The Role of Workshops

A good workshop is often far more interesting than the papers at a conference. This happens because a workshop has a much tighter focus than a conference. Since you choose the workshops fitting your interest, the increased relevance can greatly enhance the level of your interest and attention. Roughly speaking, a workshop program consists of elements related to a subject of your interest. The main conference program consists of elements related to someone’s interest (which is rarely your own). Workshops are more about doing research while conferences are more about presenting research.

Several conferences have associated workshop programs, some with deadlines due shortly.

ICML workshops Due April 1
IJCAI workshops Deadlines Vary
KDD workshops Not yet finalized

Anyone going to these conferences should examine the workshops and see if any are of interest. (If none are, then maybe you should organize one next year.)
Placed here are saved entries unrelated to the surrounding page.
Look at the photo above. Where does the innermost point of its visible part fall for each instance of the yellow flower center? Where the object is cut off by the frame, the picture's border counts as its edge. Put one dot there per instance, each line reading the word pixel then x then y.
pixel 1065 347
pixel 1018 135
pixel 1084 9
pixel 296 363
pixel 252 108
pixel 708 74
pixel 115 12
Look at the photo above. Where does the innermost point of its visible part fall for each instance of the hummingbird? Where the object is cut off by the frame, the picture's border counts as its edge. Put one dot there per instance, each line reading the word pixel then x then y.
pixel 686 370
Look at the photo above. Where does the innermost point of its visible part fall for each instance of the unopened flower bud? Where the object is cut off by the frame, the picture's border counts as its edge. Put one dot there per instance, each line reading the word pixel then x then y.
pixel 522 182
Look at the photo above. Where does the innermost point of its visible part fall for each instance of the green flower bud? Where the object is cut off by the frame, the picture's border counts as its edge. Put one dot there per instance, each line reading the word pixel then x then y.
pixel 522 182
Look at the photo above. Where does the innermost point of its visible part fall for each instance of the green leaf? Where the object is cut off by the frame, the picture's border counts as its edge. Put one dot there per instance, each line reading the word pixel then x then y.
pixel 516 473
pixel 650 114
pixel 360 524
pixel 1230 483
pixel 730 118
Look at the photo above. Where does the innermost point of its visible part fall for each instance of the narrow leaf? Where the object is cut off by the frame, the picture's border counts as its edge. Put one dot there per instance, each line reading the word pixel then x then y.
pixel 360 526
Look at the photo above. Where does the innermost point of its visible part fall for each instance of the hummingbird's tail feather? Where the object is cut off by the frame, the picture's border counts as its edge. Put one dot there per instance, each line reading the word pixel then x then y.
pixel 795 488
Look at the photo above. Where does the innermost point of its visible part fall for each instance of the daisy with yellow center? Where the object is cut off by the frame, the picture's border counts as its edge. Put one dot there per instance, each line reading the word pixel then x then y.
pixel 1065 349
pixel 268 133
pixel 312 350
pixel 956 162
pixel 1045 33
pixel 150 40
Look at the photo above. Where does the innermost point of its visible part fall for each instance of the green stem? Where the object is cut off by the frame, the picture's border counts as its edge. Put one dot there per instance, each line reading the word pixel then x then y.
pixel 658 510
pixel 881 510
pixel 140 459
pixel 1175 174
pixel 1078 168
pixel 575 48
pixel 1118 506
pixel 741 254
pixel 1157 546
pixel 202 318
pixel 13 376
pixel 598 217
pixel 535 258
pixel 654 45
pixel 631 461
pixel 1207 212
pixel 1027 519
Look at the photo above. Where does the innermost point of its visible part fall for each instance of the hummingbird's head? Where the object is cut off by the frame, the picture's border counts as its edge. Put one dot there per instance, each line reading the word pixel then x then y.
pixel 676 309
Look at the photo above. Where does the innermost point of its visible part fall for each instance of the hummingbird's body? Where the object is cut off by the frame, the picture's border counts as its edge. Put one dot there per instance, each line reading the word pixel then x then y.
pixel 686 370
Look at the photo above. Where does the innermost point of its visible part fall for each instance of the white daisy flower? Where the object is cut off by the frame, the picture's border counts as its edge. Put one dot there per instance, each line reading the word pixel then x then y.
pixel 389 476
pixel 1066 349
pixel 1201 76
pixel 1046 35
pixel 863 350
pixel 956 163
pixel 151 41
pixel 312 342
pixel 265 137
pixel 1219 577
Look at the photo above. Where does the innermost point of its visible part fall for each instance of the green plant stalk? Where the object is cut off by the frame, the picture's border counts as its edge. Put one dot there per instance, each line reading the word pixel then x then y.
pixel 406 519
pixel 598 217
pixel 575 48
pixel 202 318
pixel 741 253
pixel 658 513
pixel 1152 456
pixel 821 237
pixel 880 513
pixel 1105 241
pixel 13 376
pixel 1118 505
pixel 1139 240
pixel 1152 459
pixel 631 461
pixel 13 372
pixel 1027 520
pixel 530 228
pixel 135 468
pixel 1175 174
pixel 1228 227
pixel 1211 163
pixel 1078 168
Research Styles in Machine Learning

Machine Learning is a field with an impressively diverse set of reseearch styles. Understanding this may be important in appreciating what you see at a conference.

  1. Engineering. How can I solve this problem? People in the engineering research style try to solve hard problems directly by any means available and then describe how they did it. This is typical of problem-specific conferences and communities.
  2. Scientific. What are the principles for solving learning problems? People in this research style test techniques on many different problems. This is fairly common at ICML and NIPS.
  3. Mathematical. How can the learning problem be mathematically understood? People in this research style prove theorems with implications for learning but often do not implement (or test algorithms). COLT is a typical conference for this style.
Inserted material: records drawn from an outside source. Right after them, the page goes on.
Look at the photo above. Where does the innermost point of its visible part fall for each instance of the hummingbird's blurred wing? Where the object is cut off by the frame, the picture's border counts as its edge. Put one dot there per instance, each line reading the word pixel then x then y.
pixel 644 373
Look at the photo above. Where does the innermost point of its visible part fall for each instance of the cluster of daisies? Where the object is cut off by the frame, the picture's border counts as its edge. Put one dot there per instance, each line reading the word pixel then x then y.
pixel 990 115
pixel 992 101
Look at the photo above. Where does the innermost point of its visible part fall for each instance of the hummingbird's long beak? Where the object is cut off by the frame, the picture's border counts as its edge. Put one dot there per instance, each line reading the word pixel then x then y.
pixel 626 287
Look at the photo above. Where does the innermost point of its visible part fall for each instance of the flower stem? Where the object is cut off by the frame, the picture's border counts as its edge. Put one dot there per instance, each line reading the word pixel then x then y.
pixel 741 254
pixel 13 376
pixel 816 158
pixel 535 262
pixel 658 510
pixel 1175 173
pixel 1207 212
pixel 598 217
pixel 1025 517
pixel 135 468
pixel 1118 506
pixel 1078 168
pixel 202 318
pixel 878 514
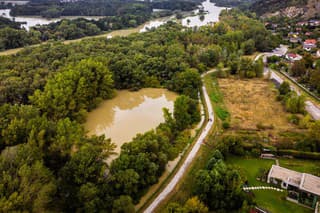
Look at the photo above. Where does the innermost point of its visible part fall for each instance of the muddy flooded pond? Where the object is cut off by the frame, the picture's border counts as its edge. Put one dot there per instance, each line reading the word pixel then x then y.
pixel 129 113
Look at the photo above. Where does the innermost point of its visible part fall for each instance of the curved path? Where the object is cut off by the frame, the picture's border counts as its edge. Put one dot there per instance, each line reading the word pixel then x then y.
pixel 310 107
pixel 192 154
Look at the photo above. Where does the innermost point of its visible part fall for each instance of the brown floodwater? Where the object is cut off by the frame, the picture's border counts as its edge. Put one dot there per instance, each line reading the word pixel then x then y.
pixel 129 113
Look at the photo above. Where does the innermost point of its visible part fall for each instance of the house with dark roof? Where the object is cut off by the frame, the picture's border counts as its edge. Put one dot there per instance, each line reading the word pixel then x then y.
pixel 293 57
pixel 309 44
pixel 302 188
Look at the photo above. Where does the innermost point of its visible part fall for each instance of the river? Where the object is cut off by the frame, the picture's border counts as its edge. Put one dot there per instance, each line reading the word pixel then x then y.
pixel 129 113
pixel 31 21
pixel 211 15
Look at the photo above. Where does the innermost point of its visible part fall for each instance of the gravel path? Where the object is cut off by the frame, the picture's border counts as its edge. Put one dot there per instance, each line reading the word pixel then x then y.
pixel 166 191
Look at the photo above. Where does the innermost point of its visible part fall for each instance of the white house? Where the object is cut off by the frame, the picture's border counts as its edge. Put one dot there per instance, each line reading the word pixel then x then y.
pixel 302 187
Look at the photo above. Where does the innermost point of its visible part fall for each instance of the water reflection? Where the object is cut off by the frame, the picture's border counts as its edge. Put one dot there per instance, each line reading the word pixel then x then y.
pixel 31 21
pixel 211 15
pixel 129 113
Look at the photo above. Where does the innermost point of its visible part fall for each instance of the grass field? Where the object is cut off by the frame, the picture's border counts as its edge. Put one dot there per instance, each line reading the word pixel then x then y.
pixel 306 166
pixel 253 102
pixel 270 200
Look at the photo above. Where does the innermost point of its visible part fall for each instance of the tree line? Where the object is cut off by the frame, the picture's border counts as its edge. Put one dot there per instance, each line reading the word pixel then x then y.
pixel 46 92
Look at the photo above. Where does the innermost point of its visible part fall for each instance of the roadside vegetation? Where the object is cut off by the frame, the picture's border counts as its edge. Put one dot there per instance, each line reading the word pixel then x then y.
pixel 47 91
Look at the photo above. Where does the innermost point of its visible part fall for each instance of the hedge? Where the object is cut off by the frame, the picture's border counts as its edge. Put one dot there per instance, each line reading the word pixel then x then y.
pixel 299 154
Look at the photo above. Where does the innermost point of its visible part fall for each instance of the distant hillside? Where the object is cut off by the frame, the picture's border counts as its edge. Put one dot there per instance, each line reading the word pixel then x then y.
pixel 233 3
pixel 290 8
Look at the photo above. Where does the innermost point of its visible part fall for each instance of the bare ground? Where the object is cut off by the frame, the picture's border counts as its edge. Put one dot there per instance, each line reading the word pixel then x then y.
pixel 253 102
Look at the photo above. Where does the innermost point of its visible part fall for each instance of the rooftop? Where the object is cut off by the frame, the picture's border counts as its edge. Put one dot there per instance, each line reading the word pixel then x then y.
pixel 303 181
pixel 310 183
pixel 310 41
pixel 287 175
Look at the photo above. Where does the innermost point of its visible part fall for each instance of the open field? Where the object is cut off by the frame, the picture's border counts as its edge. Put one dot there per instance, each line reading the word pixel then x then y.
pixel 306 166
pixel 183 191
pixel 270 200
pixel 253 103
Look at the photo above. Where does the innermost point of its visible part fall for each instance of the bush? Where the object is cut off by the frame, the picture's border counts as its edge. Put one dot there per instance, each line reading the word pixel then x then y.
pixel 300 154
pixel 222 113
pixel 226 125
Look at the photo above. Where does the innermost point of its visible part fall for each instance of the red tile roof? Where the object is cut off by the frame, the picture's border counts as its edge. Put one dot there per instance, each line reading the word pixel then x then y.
pixel 310 41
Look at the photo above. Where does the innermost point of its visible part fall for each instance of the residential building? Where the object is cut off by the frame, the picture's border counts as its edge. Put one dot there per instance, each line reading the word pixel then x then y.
pixel 302 187
pixel 309 44
pixel 293 57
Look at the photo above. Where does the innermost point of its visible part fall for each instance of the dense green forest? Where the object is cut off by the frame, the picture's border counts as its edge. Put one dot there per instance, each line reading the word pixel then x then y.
pixel 270 6
pixel 48 163
pixel 243 4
Many people manage to cross these styles, and that is often beneficial.

Whenver we list a set of alternative, it becomes natural to think “which is best?” In this case of learning it seems that each of these styles is useful, and can lead to new useful discoveries. I sometimes see failures to appreciate the other approaches, which is a shame.

Binomial Weighting

Suppose we have a set of classifiers c making binary predictions from an input x and we see examples in an online fashion. In particular, we repeatedly see an unlabeled example x, make a prediction y’(possibly based on the classifiers c), and then see the correct label y.

When one of these classifiers is perfect, there is a great algorithm available: predict according to the majority vote over every classifier consistent with every previous example. This is called the Halving algorithm. It makes at most log2 |c| mistakes since on any mistake, at least half of the classifiers are eliminated.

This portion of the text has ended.